Four Functions of Digital Tools in Election Campaigns:
Organizational Structures and Work Routines, Presence
in Information Spaces, Resource Generator, and Symbol
In recent years, the roles of digital tools in election campaigns has attracted considerable attention from researchers. Early research focused predominantly on digital content provided by campaigns, either on Web sites or social media profiles (Foot and
Schneider 2006; Kluver et al. 2007; Lilleker and Jackson 2011; Vaccari 2013).
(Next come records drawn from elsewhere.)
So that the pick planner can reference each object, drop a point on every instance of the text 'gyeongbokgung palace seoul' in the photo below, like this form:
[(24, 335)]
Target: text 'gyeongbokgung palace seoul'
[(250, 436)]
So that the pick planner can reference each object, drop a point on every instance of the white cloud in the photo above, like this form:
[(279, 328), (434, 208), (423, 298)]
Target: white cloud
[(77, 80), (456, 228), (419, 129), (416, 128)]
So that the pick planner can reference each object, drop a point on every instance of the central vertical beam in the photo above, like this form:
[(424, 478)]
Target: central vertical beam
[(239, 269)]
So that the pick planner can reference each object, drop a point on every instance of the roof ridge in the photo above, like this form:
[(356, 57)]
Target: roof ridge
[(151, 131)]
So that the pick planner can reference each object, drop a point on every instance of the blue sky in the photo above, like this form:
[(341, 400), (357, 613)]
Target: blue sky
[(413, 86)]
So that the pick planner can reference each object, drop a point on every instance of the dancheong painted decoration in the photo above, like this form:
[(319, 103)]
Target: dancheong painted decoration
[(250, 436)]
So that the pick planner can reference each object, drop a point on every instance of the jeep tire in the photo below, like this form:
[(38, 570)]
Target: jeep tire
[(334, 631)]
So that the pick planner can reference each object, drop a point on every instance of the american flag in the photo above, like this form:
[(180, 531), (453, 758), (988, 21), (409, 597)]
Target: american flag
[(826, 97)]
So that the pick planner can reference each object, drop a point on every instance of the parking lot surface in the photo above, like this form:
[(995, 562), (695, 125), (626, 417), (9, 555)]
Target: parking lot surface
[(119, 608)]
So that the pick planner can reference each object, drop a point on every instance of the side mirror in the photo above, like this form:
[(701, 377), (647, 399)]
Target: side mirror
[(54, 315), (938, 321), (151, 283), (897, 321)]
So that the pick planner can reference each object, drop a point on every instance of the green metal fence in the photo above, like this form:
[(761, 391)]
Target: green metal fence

While
this has led to a valuable and strongly interconnected body of research, various authors
have turned from the analysis of digital content to examine the impact of digital tools
on the organizational structures of campaigns (Kreiss 2012b), routines and practices of
personnel (Nielsen 2012), and the interconnection between campaigns’ digital efforts
and media coverage (Kreiss 2014).
A significant number of studies in this field focus on three exceptional campaigns—
Howard Dean’s campaign of 2004 (Hindman 2005, Kreiss 2012b) and Barack Obama’s
campaigns of 2008 and 2012 (Kreiss 2012b, 2014; Vaccari 2010). These campaigns
are obviously exceptional cases, even in the U.S. context, so we should be careful not
to treat these as ideal types. Still, while the Dean and Obama campaigns are best seen
as outliers, some studies have started to show that the general patterns identified in
these exceptional cases seem to hold for other campaigns (Gibson 2015;
Jungherr 361
Stromer-Galley 2014). Thus, the campaigns of Dean and Obama might offer us
insights into some of the general functions digital tools can perform for campaigns.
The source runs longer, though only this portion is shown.